Ukraine to get up to $10 billion in foreign aid in 2016:
Ukraine's finance minister says the cash-strapped country expects to receive up to $10 billion from foreign sources this year, including the International Monetary Fund (IMF).
Natalie Jaresko was quoted by Ukrainian media as making the statement during a cabinet meeting on January 26.
"If we are focused on our program of reforms, then including the IMF and other bilateral and multilateral sources, it will be up to $10 billion," Ukrainian state news agency Ukrinform quoted Jaresko as saying.
The IMF plans to extend at least $1.7 billion in credit to Ukraine next month for the country to replenish its gold reserves, Ukrinform reported.
Ukraine is using international loans and financial aid to stave off bankruptcy as the country struggles to bring its economy out of Russia's direct influence and quell a pro-Russia separatist rebellion in the east of the country. (dpa)
Russia won’t negotiate the return of annexed Crimea to Ukraine, Russian Foreign Minister Sergei Lavrov said at his annual press-conference in Moscow.
"We have nothing to return, we aren’t discussing Crimea’s return with anybody. Crimea is Russia’s territory in full accordance with the will of the peoples of Crimea," he said.
Last week Ukrainian President Petro Poroshenko announced the launch of Geneva Plus, an international format that envisages a number of steps aimed at Crimea’s return to Ukraine. Sanctions, international pressure, release of illegally detained Ukrainians and judicial protection of Ukraine’s interests in international courts are among the proposed measures.
Poroshenko said that Ukraine’s position is that "the peninsula is and will be Ukrainian" and the country "takes steps to deoccupy it."
Here is today's map of the security situation in eastern Ukraine, according to the National Security and Defense Council (click to enlarge):
Aleksandr Zakharchenko, the so-called leader of the self-proclaimed "Donetsk People’s Republic," claimed that after Ukraine’s independence a foreign ideology was imposed on its citizens. Speaking at the so-called First Youth Socio-Political Forum of "DPR," he said that it is important to teach children "traditional values."

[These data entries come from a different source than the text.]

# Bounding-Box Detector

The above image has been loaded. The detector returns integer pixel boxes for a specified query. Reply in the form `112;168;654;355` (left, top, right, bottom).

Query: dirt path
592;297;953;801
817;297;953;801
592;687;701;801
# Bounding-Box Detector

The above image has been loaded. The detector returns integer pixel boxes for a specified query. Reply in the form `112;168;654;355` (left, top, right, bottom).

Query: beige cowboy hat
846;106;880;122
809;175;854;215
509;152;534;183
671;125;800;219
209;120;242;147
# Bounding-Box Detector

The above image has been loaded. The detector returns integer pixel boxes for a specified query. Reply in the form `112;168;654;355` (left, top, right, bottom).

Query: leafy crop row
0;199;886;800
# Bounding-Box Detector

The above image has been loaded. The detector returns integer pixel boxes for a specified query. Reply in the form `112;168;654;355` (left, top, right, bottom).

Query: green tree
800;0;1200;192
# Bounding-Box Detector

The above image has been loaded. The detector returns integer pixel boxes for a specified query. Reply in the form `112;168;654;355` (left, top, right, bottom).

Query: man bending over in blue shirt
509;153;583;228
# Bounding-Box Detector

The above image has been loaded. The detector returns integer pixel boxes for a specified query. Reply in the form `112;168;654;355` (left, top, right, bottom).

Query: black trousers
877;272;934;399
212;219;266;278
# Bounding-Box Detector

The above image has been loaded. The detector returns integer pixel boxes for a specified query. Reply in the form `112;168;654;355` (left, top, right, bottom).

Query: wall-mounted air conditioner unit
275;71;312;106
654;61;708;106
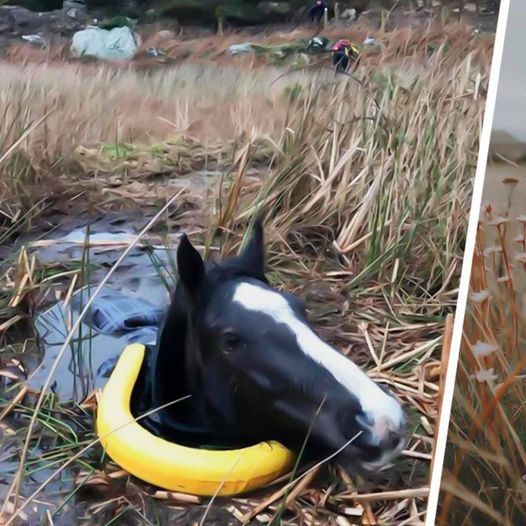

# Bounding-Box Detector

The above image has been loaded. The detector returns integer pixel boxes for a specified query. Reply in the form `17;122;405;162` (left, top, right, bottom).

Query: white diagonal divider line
425;0;512;526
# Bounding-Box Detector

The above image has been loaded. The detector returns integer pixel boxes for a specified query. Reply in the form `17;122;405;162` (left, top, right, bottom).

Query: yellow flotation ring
96;344;295;496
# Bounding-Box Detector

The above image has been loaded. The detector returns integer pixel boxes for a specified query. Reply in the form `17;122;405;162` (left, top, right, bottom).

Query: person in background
331;39;360;73
309;0;327;24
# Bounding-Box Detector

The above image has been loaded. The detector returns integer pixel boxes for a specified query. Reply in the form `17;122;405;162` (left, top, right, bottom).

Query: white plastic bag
71;26;139;60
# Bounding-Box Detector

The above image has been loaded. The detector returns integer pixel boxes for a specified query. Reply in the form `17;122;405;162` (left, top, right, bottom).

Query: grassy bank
0;22;488;525
438;175;526;525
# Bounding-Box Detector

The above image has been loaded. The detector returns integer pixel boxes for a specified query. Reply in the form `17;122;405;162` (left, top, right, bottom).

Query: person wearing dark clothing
309;0;327;24
331;40;359;73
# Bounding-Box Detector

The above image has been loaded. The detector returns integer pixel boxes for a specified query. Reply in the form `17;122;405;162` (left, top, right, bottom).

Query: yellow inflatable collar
97;344;294;496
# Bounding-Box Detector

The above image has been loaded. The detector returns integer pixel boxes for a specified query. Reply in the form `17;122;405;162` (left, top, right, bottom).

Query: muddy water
28;217;179;400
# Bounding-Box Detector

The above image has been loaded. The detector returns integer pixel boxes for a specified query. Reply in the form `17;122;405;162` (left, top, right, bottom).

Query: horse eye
223;332;243;351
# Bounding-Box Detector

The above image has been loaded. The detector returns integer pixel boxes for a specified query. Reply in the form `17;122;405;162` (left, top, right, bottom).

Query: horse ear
177;234;205;297
239;218;265;279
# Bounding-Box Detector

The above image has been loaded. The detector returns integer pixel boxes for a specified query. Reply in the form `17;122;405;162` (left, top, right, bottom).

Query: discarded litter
22;35;46;46
71;27;139;60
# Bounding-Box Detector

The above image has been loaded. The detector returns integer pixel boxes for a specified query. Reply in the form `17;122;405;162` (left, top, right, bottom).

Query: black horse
132;222;405;476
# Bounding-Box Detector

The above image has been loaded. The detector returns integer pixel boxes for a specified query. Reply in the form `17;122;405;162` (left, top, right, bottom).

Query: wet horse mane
131;227;268;447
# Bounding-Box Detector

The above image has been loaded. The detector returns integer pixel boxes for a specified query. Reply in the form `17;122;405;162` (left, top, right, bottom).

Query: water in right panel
436;0;526;526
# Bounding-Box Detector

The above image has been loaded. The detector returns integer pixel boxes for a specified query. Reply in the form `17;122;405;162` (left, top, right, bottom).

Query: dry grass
438;189;526;526
0;22;488;525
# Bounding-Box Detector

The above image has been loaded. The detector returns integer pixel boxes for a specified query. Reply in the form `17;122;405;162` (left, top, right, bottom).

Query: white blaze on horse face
233;282;404;446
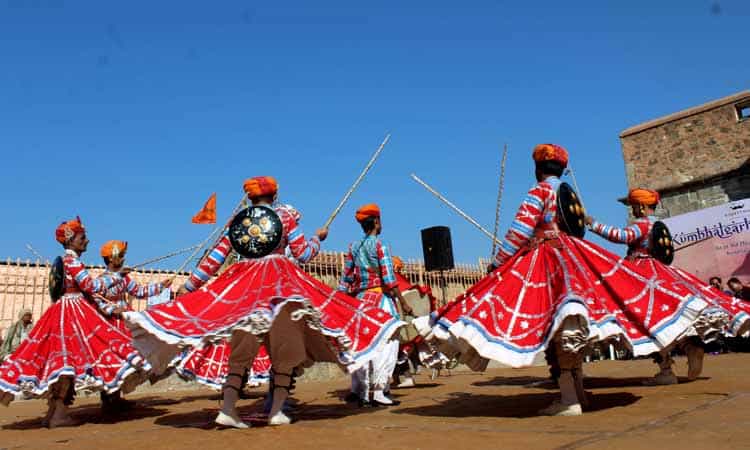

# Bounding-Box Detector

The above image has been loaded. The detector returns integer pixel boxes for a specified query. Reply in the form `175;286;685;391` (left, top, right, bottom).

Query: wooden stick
175;194;247;274
565;164;586;212
130;244;200;269
490;144;508;258
411;174;502;244
323;134;391;228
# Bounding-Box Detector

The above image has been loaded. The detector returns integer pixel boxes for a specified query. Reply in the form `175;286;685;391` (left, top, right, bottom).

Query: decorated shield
48;256;65;302
229;206;284;258
557;183;586;238
649;221;674;265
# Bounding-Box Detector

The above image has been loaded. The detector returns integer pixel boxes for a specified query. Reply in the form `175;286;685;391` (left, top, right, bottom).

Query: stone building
620;91;750;217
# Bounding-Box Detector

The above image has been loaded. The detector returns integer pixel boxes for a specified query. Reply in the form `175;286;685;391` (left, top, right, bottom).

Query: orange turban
354;203;380;222
391;256;404;272
628;188;659;205
531;144;568;167
99;241;128;258
55;216;86;245
242;177;279;198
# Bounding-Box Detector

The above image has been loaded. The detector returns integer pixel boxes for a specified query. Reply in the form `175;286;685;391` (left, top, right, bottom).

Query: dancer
0;308;34;361
586;188;750;385
339;203;412;406
0;218;149;428
99;241;172;333
415;144;706;415
175;340;271;389
125;177;401;428
96;240;172;414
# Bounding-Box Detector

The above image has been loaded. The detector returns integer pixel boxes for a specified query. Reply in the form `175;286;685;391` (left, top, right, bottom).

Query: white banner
663;198;750;285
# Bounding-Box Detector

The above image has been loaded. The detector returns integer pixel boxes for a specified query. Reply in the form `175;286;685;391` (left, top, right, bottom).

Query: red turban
99;241;128;258
628;188;660;206
531;144;568;167
55;216;86;245
242;177;279;198
354;203;380;222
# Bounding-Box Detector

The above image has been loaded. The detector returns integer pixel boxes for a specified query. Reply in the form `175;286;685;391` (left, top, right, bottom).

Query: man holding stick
339;204;412;406
125;176;401;428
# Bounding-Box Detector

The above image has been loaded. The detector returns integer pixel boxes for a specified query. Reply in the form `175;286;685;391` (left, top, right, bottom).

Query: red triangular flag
193;192;216;223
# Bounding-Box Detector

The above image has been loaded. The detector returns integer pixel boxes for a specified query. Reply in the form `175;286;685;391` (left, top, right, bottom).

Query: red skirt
0;294;149;405
431;235;707;367
176;341;271;389
125;255;403;371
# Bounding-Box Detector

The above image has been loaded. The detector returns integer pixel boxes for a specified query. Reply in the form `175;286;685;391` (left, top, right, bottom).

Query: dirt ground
0;354;750;450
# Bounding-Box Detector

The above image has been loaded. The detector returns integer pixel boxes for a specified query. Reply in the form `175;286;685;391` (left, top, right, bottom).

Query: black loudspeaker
422;227;453;272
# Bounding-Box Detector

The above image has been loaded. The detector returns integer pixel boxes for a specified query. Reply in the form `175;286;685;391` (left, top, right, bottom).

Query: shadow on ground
472;376;710;390
393;392;641;418
2;405;168;430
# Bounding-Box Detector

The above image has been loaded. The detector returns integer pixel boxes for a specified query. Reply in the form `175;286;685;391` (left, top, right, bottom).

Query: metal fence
0;252;487;337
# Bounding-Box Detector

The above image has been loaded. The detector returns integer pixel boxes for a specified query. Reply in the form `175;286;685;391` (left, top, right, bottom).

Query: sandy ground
0;354;750;450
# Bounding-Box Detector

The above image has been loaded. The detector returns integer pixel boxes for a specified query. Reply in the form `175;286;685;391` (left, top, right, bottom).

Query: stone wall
657;169;750;217
620;91;750;197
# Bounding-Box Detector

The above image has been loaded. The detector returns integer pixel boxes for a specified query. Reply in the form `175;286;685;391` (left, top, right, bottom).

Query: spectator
0;308;32;361
727;277;750;301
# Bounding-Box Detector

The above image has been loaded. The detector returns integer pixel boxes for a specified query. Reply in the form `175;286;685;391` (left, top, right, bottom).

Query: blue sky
0;0;750;267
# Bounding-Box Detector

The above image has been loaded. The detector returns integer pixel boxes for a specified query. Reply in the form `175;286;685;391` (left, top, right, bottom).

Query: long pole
490;144;508;258
130;244;200;269
411;174;502;244
26;244;46;260
323;134;391;228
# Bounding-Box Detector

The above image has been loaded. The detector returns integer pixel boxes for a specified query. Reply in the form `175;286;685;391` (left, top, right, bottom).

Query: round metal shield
649;221;674;265
48;256;65;302
229;206;284;258
557;183;586;238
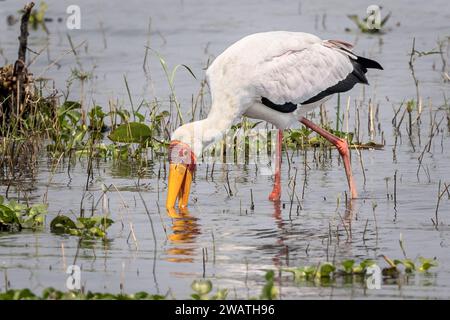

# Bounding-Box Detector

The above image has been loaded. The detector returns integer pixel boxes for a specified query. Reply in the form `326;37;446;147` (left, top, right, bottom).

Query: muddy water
0;0;450;299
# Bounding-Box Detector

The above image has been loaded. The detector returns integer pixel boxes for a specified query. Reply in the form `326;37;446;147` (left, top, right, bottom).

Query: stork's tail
356;56;384;70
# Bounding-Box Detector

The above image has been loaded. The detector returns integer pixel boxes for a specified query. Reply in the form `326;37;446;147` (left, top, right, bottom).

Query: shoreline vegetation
0;2;450;300
0;256;438;300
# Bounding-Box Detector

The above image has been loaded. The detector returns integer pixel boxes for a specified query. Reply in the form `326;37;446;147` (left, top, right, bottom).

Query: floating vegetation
50;215;114;239
0;257;437;300
0;288;166;300
0;196;47;231
345;12;391;34
282;256;438;285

According to Zakharchenko, Ukrainians were "oppressed" and "told" that Coca-cola is better than Baikal, a soft drink first produced in the USSR, or that Mickey Mouse is more interesting than Mouse depicted in a Soviet era cartoon.
"If we were once raised on such basic concepts as family, loyalty, brotherhood, love for the motherland, now we understand that we are raised on Coca-Cola, Mickey Mouse, jeans, and so on, on Playboy, on a democracy that implies that the family could have two dads or two moms," he said. "This is absolutely unacceptable."